Concernant les violences à caractère sexuel, elle se rappelle surtout que son père battait souvent sa mère, laquelle a fini par quitter le foyer conjugal pour sauver sa vie. A l’âge de huit ans, Judith rejoint la maison familiale de son père au Rwanda. Elle sera ensuite élevée par sa grand-mère, après la mort de son père lors du génocide de 1994 au Rwanda.

C’est dans ce pays qu’elle a été violée pour la première fois dans la demeure familiale. C’était à l’âge de 15 ans, par un membre de sa famille, la veille de ses derniers examens scolaires. Le lendemain matin, au lieu de faire ses examens, elle s’enfuit et arrive à Kigali, la capitale rwandaise.

Elle s’y réfugie dans un ghetto du district de Nyamirambo, qu’elle décrit comme « un endroit très, très fou ». C’est là qu’elle est devenue interprète dans un groupe de musique. « Quiconque voulait se joindre à nous pouvait le faire. Il y avait un endroit pour dormir et un peu de nourriture », se souvient-elle…

Judith n’était pas payée pour chanter, mais pour « survivre en étant gentille avec les gens du quartier… »

A 17 ans, elle obtient un emploi de serveuse dans un club fréquenté par des gens riches et célèbres. Elle est connue comme « la belle Ougandaise qui parle anglais ». Avec ses gains, elle se paye un appartement.

Les choses commencent à s’arranger. Et lorsqu’une femme s’approche d’elle un soir, au club, pour, dit-elle, lui offrir une vie meilleure, Judith sent que le destin commence à lui sourire. Elle s’arrange pour rencontrer sa bienfaitrice et l’accompagner à Goma, en République démocratique du Congo (RDC) où, lui dit-on, elle « pourrait rencontrer quelqu’un de gentil… qui peut prendre soin d’elle ».

La promesse d’une vie meilleure est trop belle pour être rejetée. « J’étais une petite fille et je voulais simplement me trouver une vie meilleure, gagner de l’argent et, un jour, aller chercher ma famille », raconte Judith.

Lors de sa première nuit en RDC, « portant une très belle robe bleue, avec des bretelles spaghetti », elle est emmenée dans un restaurant pour dîner avec la femme qui l’a fait venir de Kigali, ainsi que les amis de cette dernière. Après le dîner, il est question d’aller dans une boîte de nuit. Judith voulait y aller avec les autres femmes, mais elles ont insisté pour qu’elle soit accompagnée de la propriétaire du restaurant. Elle accepte la proposition avec anxiété…
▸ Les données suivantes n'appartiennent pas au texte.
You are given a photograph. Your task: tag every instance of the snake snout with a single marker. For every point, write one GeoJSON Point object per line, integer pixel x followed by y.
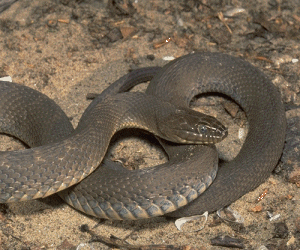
{"type": "Point", "coordinates": [191, 127]}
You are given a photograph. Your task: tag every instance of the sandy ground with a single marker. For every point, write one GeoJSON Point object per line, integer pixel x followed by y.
{"type": "Point", "coordinates": [67, 49]}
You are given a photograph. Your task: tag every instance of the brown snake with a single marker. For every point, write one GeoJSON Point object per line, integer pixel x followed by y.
{"type": "Point", "coordinates": [178, 82]}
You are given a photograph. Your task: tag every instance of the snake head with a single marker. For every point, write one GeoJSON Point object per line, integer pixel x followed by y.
{"type": "Point", "coordinates": [191, 127]}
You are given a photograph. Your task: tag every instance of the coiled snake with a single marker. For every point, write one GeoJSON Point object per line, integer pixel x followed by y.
{"type": "Point", "coordinates": [54, 167]}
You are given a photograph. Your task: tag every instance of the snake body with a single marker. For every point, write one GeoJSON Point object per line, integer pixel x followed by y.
{"type": "Point", "coordinates": [53, 164]}
{"type": "Point", "coordinates": [178, 82]}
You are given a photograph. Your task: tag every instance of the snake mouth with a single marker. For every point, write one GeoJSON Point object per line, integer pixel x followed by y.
{"type": "Point", "coordinates": [211, 136]}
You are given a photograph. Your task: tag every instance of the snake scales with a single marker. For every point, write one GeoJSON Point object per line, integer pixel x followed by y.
{"type": "Point", "coordinates": [178, 82]}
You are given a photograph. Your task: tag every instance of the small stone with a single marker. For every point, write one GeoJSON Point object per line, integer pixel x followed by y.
{"type": "Point", "coordinates": [297, 224]}
{"type": "Point", "coordinates": [151, 57]}
{"type": "Point", "coordinates": [127, 31]}
{"type": "Point", "coordinates": [294, 176]}
{"type": "Point", "coordinates": [281, 230]}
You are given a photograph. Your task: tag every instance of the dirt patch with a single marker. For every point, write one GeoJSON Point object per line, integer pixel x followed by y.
{"type": "Point", "coordinates": [69, 48]}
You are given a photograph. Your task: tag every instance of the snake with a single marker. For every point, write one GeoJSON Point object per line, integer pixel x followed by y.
{"type": "Point", "coordinates": [59, 157]}
{"type": "Point", "coordinates": [177, 83]}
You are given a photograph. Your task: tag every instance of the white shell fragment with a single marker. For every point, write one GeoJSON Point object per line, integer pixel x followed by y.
{"type": "Point", "coordinates": [6, 79]}
{"type": "Point", "coordinates": [272, 216]}
{"type": "Point", "coordinates": [230, 215]}
{"type": "Point", "coordinates": [233, 12]}
{"type": "Point", "coordinates": [180, 222]}
{"type": "Point", "coordinates": [241, 133]}
{"type": "Point", "coordinates": [168, 58]}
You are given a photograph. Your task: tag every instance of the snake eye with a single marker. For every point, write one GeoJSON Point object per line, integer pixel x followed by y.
{"type": "Point", "coordinates": [203, 129]}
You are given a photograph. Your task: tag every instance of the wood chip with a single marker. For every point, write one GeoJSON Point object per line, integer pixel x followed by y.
{"type": "Point", "coordinates": [257, 208]}
{"type": "Point", "coordinates": [263, 194]}
{"type": "Point", "coordinates": [162, 43]}
{"type": "Point", "coordinates": [63, 20]}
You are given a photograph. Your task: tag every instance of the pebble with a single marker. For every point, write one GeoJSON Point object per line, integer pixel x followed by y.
{"type": "Point", "coordinates": [281, 230]}
{"type": "Point", "coordinates": [226, 241]}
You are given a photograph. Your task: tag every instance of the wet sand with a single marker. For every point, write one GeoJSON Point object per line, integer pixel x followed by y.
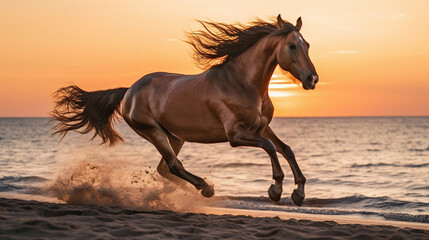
{"type": "Point", "coordinates": [22, 219]}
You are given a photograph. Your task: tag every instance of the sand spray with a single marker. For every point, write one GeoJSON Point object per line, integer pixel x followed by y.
{"type": "Point", "coordinates": [95, 178]}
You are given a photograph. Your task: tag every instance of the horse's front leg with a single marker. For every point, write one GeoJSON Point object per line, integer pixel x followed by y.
{"type": "Point", "coordinates": [240, 136]}
{"type": "Point", "coordinates": [298, 194]}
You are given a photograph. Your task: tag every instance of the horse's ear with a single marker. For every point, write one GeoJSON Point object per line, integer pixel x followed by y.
{"type": "Point", "coordinates": [280, 22]}
{"type": "Point", "coordinates": [298, 24]}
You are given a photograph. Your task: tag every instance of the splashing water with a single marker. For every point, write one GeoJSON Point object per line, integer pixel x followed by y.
{"type": "Point", "coordinates": [113, 184]}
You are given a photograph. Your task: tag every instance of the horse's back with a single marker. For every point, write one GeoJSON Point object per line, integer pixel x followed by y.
{"type": "Point", "coordinates": [178, 103]}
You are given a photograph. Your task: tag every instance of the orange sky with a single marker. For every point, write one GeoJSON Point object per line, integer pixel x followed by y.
{"type": "Point", "coordinates": [372, 56]}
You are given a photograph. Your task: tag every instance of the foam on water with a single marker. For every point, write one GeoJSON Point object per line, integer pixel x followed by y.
{"type": "Point", "coordinates": [367, 166]}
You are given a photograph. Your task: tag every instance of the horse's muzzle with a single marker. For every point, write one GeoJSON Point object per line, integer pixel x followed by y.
{"type": "Point", "coordinates": [310, 81]}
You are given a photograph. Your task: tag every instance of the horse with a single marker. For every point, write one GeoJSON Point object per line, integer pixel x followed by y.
{"type": "Point", "coordinates": [228, 102]}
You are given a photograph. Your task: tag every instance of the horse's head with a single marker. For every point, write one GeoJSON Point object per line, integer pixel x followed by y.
{"type": "Point", "coordinates": [292, 56]}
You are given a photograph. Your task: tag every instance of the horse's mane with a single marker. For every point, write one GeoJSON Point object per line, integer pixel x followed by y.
{"type": "Point", "coordinates": [218, 43]}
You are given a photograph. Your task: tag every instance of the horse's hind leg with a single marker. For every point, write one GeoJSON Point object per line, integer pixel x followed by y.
{"type": "Point", "coordinates": [240, 136]}
{"type": "Point", "coordinates": [298, 194]}
{"type": "Point", "coordinates": [158, 137]}
{"type": "Point", "coordinates": [176, 144]}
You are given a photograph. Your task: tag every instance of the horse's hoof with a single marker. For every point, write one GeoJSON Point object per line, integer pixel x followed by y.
{"type": "Point", "coordinates": [274, 194]}
{"type": "Point", "coordinates": [207, 191]}
{"type": "Point", "coordinates": [297, 198]}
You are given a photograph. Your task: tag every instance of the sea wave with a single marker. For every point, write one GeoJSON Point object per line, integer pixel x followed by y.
{"type": "Point", "coordinates": [373, 206]}
{"type": "Point", "coordinates": [369, 165]}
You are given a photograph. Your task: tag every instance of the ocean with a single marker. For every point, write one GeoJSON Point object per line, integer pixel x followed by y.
{"type": "Point", "coordinates": [371, 167]}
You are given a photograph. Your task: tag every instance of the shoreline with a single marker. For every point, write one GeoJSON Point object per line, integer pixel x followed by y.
{"type": "Point", "coordinates": [24, 219]}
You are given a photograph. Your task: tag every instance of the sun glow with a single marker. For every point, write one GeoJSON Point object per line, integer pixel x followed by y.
{"type": "Point", "coordinates": [370, 72]}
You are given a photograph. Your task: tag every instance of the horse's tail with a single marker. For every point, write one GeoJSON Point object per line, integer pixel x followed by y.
{"type": "Point", "coordinates": [81, 111]}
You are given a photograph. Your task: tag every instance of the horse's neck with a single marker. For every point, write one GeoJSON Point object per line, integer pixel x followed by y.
{"type": "Point", "coordinates": [256, 65]}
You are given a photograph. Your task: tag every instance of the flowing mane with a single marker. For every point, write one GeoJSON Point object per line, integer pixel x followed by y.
{"type": "Point", "coordinates": [218, 43]}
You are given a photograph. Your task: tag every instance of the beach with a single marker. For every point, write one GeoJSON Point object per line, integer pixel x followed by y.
{"type": "Point", "coordinates": [361, 184]}
{"type": "Point", "coordinates": [23, 219]}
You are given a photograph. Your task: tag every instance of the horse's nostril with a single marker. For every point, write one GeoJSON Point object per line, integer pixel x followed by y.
{"type": "Point", "coordinates": [312, 79]}
{"type": "Point", "coordinates": [315, 79]}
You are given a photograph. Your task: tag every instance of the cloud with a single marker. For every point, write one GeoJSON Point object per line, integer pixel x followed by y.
{"type": "Point", "coordinates": [400, 15]}
{"type": "Point", "coordinates": [345, 28]}
{"type": "Point", "coordinates": [172, 40]}
{"type": "Point", "coordinates": [344, 52]}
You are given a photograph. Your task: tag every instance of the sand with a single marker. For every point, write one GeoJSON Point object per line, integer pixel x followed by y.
{"type": "Point", "coordinates": [22, 219]}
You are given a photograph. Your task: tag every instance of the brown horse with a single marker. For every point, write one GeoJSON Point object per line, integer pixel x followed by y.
{"type": "Point", "coordinates": [227, 102]}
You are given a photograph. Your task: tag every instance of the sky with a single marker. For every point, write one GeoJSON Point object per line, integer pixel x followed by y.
{"type": "Point", "coordinates": [372, 57]}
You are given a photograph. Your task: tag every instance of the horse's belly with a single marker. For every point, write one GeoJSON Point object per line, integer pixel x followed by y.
{"type": "Point", "coordinates": [194, 125]}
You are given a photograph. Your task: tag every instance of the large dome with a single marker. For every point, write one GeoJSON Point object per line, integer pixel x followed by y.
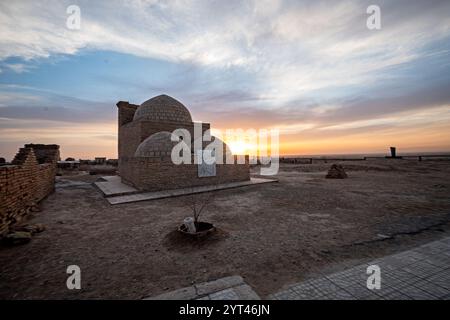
{"type": "Point", "coordinates": [158, 144]}
{"type": "Point", "coordinates": [163, 108]}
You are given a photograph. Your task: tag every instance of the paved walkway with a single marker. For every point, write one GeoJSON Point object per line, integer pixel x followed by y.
{"type": "Point", "coordinates": [421, 273]}
{"type": "Point", "coordinates": [117, 192]}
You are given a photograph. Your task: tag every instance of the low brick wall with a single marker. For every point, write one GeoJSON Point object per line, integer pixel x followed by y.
{"type": "Point", "coordinates": [24, 183]}
{"type": "Point", "coordinates": [159, 173]}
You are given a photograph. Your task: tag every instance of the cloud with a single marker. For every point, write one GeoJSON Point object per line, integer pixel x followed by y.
{"type": "Point", "coordinates": [291, 48]}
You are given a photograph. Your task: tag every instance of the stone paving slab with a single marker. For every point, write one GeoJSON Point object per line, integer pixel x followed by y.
{"type": "Point", "coordinates": [422, 273]}
{"type": "Point", "coordinates": [228, 288]}
{"type": "Point", "coordinates": [134, 197]}
{"type": "Point", "coordinates": [113, 186]}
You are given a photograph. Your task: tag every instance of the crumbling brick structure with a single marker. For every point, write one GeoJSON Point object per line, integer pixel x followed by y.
{"type": "Point", "coordinates": [26, 181]}
{"type": "Point", "coordinates": [145, 148]}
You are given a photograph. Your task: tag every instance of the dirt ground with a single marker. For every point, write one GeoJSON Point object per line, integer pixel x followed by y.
{"type": "Point", "coordinates": [271, 234]}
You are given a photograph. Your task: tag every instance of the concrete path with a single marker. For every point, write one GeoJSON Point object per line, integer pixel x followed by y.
{"type": "Point", "coordinates": [420, 273]}
{"type": "Point", "coordinates": [117, 192]}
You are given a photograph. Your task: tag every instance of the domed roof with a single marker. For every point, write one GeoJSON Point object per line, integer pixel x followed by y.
{"type": "Point", "coordinates": [158, 144]}
{"type": "Point", "coordinates": [163, 108]}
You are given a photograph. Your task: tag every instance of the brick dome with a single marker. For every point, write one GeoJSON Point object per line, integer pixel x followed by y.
{"type": "Point", "coordinates": [163, 108]}
{"type": "Point", "coordinates": [158, 144]}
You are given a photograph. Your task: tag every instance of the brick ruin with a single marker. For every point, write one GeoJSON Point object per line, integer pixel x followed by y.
{"type": "Point", "coordinates": [24, 182]}
{"type": "Point", "coordinates": [145, 148]}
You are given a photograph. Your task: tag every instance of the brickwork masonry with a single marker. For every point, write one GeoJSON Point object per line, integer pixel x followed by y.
{"type": "Point", "coordinates": [25, 182]}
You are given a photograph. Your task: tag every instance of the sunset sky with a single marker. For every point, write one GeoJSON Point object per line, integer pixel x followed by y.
{"type": "Point", "coordinates": [312, 69]}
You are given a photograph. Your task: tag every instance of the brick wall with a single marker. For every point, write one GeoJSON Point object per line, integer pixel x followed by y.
{"type": "Point", "coordinates": [25, 182]}
{"type": "Point", "coordinates": [158, 173]}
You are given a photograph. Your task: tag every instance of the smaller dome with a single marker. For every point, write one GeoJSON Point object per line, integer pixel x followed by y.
{"type": "Point", "coordinates": [163, 108]}
{"type": "Point", "coordinates": [158, 144]}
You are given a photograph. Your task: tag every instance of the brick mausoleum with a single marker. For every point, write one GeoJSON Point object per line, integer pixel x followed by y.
{"type": "Point", "coordinates": [145, 149]}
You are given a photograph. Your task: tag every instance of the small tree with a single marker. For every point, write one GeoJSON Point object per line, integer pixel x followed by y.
{"type": "Point", "coordinates": [197, 202]}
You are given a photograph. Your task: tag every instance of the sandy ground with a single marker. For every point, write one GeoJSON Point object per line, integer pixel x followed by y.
{"type": "Point", "coordinates": [271, 235]}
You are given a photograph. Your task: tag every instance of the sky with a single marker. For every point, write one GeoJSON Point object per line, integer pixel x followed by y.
{"type": "Point", "coordinates": [311, 69]}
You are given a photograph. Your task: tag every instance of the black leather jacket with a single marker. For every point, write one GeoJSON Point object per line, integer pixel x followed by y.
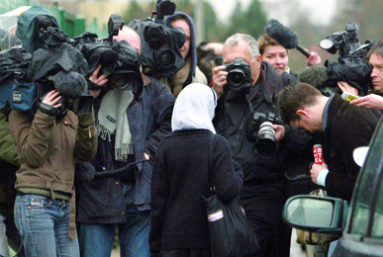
{"type": "Point", "coordinates": [234, 111]}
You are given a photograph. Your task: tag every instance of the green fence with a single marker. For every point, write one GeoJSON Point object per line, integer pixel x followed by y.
{"type": "Point", "coordinates": [72, 24]}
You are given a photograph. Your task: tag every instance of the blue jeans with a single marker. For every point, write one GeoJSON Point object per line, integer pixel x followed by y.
{"type": "Point", "coordinates": [3, 238]}
{"type": "Point", "coordinates": [43, 225]}
{"type": "Point", "coordinates": [96, 240]}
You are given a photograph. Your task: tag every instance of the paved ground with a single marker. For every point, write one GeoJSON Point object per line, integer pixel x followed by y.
{"type": "Point", "coordinates": [295, 251]}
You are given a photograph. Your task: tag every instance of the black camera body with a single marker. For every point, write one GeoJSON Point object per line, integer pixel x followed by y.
{"type": "Point", "coordinates": [260, 130]}
{"type": "Point", "coordinates": [239, 75]}
{"type": "Point", "coordinates": [352, 66]}
{"type": "Point", "coordinates": [160, 43]}
{"type": "Point", "coordinates": [345, 41]}
{"type": "Point", "coordinates": [119, 61]}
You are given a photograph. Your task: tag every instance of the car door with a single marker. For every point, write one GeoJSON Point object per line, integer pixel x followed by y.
{"type": "Point", "coordinates": [363, 234]}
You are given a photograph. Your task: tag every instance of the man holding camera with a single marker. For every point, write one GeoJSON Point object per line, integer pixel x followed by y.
{"type": "Point", "coordinates": [123, 200]}
{"type": "Point", "coordinates": [345, 128]}
{"type": "Point", "coordinates": [247, 89]}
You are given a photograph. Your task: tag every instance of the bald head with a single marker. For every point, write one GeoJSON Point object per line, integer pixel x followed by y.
{"type": "Point", "coordinates": [130, 36]}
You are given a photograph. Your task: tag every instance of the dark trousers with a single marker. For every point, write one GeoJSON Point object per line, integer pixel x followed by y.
{"type": "Point", "coordinates": [186, 253]}
{"type": "Point", "coordinates": [263, 205]}
{"type": "Point", "coordinates": [14, 240]}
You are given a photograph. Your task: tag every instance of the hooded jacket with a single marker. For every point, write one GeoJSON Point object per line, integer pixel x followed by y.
{"type": "Point", "coordinates": [26, 27]}
{"type": "Point", "coordinates": [195, 75]}
{"type": "Point", "coordinates": [102, 199]}
{"type": "Point", "coordinates": [9, 163]}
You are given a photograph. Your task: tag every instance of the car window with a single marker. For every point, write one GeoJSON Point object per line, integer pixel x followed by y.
{"type": "Point", "coordinates": [364, 195]}
{"type": "Point", "coordinates": [377, 227]}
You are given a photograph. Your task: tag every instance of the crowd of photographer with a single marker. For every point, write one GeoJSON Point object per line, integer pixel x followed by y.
{"type": "Point", "coordinates": [93, 139]}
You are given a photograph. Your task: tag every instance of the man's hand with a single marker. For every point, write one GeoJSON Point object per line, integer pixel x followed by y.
{"type": "Point", "coordinates": [279, 132]}
{"type": "Point", "coordinates": [345, 87]}
{"type": "Point", "coordinates": [97, 80]}
{"type": "Point", "coordinates": [219, 79]}
{"type": "Point", "coordinates": [313, 59]}
{"type": "Point", "coordinates": [52, 98]}
{"type": "Point", "coordinates": [315, 170]}
{"type": "Point", "coordinates": [371, 101]}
Sur son chemin, elle est assommée d’un violent coup reçu à la tête. « Quand je me suis réveillée, j’avais un AK47 sur la tête », se souvient-elle. Deux officiers de l’armée l’ont ensuite violée à tour de rôle…

Saignant, Judith retourne à pied à l’hôtel. Elle soupçonne ses compagnons de route d’avoir « reçu de l’argent » pour la laisser à la merci de ses agresseurs. Après avoir dénoncé les violeurs auprès de la police, elle retourne à Kigali, avec l’intention de se rendre ensuite à Kampala, la capitale ougandaise, à la recherche de sa mère et de sa sœur, mais aussi en quête d’un mieux-être.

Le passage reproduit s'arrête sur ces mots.